For decades, DTASC, or the Drama Teachers Association of Southern California, has run 2 competitive theater festivals every school year, the Fall Festival, which features any plays students choose, and the Shakespeare Festival in the spring. At a festival, students from high school theater programs across the greater LA area meet at a high school and compete in a variety of categories where they are evaluated by judges. These performances range from individual monologues to short scenes with up to 10 actors to presentations on theater tech.
At a DTASC festival, like-minded student actors from different schools get to connect and watch each other perform. For senior Anabelle Andreone, watching scenes that other people have put so much love and time into is “half the joy” of the whole experience. Unlike any other performance, a DTASC scene is not about the audience, it is about the actors, giving them an opportunity to simply enjoy theater.
CCHS’ AVPA Theater Program has, in recent years, been very passionate about DTASC. And though a performance of Macbeth they put on last year came 1st at the 2025 Shakespeare Festival, they didn’t place at all in last year’s Fall Festival. This year, they sent a whole school bus of competitors, competing in 7 different events, and their success was a happy surprise. They earned Honorable Mentions in Open Musical and Open Comedy categories, won the Open Drama category, came 3rd place in the Marketing and Publicity presentation event, and received several other Honorable Mentions in theater tech categories.

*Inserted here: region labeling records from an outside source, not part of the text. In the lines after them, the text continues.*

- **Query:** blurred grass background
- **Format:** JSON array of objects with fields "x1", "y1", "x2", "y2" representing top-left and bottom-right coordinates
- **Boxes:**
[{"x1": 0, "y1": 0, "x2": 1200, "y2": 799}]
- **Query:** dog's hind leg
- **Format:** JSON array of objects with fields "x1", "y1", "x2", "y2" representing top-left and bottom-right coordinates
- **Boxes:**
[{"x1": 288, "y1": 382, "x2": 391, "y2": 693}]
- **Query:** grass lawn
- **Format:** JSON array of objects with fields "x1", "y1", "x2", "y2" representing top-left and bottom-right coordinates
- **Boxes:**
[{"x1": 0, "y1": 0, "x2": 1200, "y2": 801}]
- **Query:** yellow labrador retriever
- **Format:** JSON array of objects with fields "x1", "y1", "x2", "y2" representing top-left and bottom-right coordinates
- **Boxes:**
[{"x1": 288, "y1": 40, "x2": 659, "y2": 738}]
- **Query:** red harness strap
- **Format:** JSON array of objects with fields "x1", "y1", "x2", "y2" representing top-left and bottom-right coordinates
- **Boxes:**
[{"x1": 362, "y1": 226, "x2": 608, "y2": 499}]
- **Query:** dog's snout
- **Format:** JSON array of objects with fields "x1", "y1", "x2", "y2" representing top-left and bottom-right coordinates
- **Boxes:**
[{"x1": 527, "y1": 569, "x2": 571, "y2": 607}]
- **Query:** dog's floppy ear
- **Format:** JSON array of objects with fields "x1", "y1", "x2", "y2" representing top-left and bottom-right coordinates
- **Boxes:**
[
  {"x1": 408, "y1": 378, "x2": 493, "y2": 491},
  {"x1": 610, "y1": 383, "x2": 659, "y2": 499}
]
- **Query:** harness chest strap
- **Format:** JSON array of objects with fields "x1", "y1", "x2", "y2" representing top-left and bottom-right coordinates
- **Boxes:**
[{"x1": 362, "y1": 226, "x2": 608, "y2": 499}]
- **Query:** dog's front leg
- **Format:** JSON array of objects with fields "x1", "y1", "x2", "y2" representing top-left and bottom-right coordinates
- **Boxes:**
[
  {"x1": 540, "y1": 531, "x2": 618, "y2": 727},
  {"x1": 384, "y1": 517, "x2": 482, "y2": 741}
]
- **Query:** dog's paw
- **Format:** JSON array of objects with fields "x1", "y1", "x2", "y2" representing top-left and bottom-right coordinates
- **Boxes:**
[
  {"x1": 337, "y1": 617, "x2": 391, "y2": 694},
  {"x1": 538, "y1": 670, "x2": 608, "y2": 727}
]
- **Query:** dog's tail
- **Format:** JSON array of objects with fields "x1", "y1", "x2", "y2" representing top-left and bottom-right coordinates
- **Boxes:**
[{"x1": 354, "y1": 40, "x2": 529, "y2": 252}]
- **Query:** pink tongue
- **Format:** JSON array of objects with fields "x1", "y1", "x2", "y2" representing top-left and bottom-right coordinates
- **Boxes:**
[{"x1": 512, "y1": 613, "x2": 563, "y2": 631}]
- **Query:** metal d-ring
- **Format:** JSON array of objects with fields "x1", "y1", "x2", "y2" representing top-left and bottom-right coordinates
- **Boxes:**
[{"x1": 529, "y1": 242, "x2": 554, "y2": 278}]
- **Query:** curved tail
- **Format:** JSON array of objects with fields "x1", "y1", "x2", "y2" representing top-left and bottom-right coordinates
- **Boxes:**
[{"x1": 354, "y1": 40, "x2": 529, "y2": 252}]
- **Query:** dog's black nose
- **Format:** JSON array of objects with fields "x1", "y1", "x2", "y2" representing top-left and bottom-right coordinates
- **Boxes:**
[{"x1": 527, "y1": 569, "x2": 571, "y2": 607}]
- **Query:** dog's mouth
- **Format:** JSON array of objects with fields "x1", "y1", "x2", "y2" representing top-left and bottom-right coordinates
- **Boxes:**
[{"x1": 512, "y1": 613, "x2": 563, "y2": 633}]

A DTASC performance is vastly different from the fall play or spring musical. For one, though you are in full costume, the only props you are allowed to use are four chairs, which actors have to use creatively. In the Open Musical category, you are not allowed to play any music—everything is acapella. And, all these scenes have student directors, allowing students who have spent their entire high school careers acting to get a feel for what it is like to direct. Ella Kendall, a senior who co-directed CCHS’ Open Musical entry, said that the experience “sparked things [she] didn’t even know [she] was passionate about,” and that she “gained so much respect for every director everywhere.”
The performance Kendall co-directed, along with fellow senior Annie Francuz, was a very-shortened version of the acclaimed musical SIX, which is a retelling of the lives of the six wives of King Henry VIII of England. The show features only 6 characters, the six wives, who each get a song in the spotlight. For Kendall and Francuz, this was a large part of why they chose SIX as their scene—it allowed all the actors time to shine.
The first-place Open Drama performance was an adaptation of the 1934 play The Children’s Hour, which centers around the lives of two women who run a boarding school and whose lives are destroyed by a rumor that they are in a relationship. The scene starred juniors Iris Harmon and Soledad Kirk and senior Ryan Vermette and was directed by senior Catherine LaBorde. LaBorde, like many seniors who participated in DTASC, has competed every year since she was a freshman, and she said that she had been waiting her entire high school career to put on this scene. When she was a freshman, the CCHS seniors who helped her find her feet in DTASC had performed the same scene and enjoyed it. For LaBorde, winning with this scene reminded her of them and the tight-knit community DTASC helps create.
The Shakespeare Festival will take place on April 25, 2026, and at CCHS, preparations have already begun.